By Vladimir Socor

The Jamestown Foundation
Eurasia Daily Monitor
April 5, 2006Russia’s court-appointed temporary administrator of the Yukos oil company, Eduard Rebgun, announced on April 3 that he would invalidate any sale of the Yukos assets in Lithuania to any party. Rebgun claims to hold “full legal rights” to authorize or block transactions involving Yukos property or shares, whether in Russia or abroad. He specifically warned that he would immediately nullify any sale-and-purchase agreement between Yukos and the Lithuanian government regarding the Mazeikiai oil refinery and associated enterprises. Yukos holds a 53.7% stake in the complex, its last remaining asset abroad.

Rebgun claims to be acting in the interest of creditors, which include the Russian state (based on retroactive “tax claims” against Yukos) and Western banks that had lent to Yukos prior to the company’s destruction by the Kremlin.

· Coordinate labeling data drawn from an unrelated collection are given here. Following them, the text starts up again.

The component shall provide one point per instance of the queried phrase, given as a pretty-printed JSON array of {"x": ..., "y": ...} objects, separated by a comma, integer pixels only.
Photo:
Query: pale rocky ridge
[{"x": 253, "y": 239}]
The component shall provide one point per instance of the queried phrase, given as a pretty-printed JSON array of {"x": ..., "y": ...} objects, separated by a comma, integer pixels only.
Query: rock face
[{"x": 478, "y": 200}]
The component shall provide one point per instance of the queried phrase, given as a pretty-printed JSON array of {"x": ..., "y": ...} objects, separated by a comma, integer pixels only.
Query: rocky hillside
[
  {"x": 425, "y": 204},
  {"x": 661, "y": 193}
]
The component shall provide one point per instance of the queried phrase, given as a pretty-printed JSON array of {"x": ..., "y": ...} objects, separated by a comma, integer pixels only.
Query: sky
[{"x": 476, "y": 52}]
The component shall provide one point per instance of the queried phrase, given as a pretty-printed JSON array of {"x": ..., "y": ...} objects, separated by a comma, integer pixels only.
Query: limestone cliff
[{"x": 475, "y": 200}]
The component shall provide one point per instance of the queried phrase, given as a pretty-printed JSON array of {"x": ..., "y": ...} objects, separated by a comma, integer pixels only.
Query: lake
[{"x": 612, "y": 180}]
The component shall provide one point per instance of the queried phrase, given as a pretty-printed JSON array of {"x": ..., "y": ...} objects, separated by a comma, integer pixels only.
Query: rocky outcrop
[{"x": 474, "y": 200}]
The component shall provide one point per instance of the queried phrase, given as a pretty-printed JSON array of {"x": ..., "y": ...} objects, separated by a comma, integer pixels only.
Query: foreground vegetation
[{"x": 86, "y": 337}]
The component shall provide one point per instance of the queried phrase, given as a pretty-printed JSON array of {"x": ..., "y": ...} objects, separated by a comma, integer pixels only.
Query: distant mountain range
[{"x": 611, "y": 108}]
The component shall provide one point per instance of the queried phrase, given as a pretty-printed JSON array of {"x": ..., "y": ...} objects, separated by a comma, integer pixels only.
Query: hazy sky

The warning from Moscow cannot be regarded as originating with an independent court or as a part of due legal process. It looks, rather, like a state-ordered attempt to derail the negotiations between Yukos and Lithuania as they have reached the end-game phase. It equally aims to derail Lithuania’s ongoing negotiations with non-Russian oil companies that are interested in re-purchasing the Yukos assets from Lithuania, in the planned second stage of the transaction.

This situation partly explains the timing of the Russian authorities’ decision to appoint a temporary administrator for Yukos on March 28 and his announcement the following day that his jurisdiction extends to Yukos assets outside Russia. Technically, the Yukos majority stake in Mazeikiai belongs to the Netherlands-registered Yukos International company. Yukos itself handles the negotiations with Lithuania out of the company’s London headquarters. The Moscow headquarters no longer recognizes the authority of the company’s president, Steven Theede, now based in London.

On March 31, Theede appointed the company’s legal department chief Vasily Alexanian in Moscow to the newly created post of executive vice-president and delegated to him the powers of company president. However, the Russian authorities seem to favor the rival headquarters in Moscow, “Yukos RM,” under Anatoly Nazarov. Meanwhile Alexanian has been indicted and is being questioned by the Prosecutor General’s Office and a Moscow civil court on retroactive charges stemming from operations in the 1990s — the method that was used to destroy Yukos in the first place.

That same day, legal consultants in Britain and the Netherlands advised the Lithuanian government that the Moscow arbitration court and the temporary administrator appointed by that court do not have jurisdiction over Yukos assets outside Russia. This finding corroborates that of Lithuanian legal consultants.

However, the signing of a sale-and-purchase agreement is being held up by issues that had been thought to have been conclusively settled between Lithuania and the London headquarters of Yukos. According to Lithuanian Prime Minister Algirdas Brazauskas, Theede seeks to revise the understanding they had reached on the price of the Yukos stake in Mazeikiai. That price is credibly reported to have been agreed last year at $1.2 billion and has been communicated to the second-stage bidders. The planned two-stage bidding process may collapse if Yukos raises the price on Lithuania.

The looming impasse raises the possibility that Lithuania may nationalize the Yukos stake as a measure of last resort to avoid a hostile takeover or buyout by a Kremlin-approved company. Rosneft and Lukoil are among candidates for such a move. Some Lithuanian parliament members, such as Economics Committee chairman Vytas Navickas, opine that nationalization would be criticized internationally and would damage Lithuania’s image. However, the government and parliament can cite strong arguments for nationalization on grounds of national security, if it becomes necessary to avoid capture of Mazeikiai by some unfriendly entity not chosen by Lithuania.

The Mazeikiai complex includes the refinery with a design processing capacity of 15 million tons of crude annually; the 255 kilometers supply pipeline to the refinery; a 92 kilometer pipeline to the Butinge maritime terminal; and that state-of-the art terminal (completed in 2001 by the Oklahoma-based Williams International company) with a capacity of 14 million tons annually and capable of accepting tankers of 150,000 tons capacity. This complex is Lithuania’s most lucrative business enterprise and the top taxpayer in the country. This fact, along with the political context in the region, should justify taking national security considerations into account in the negotiations on Mazeikiai’s ownership.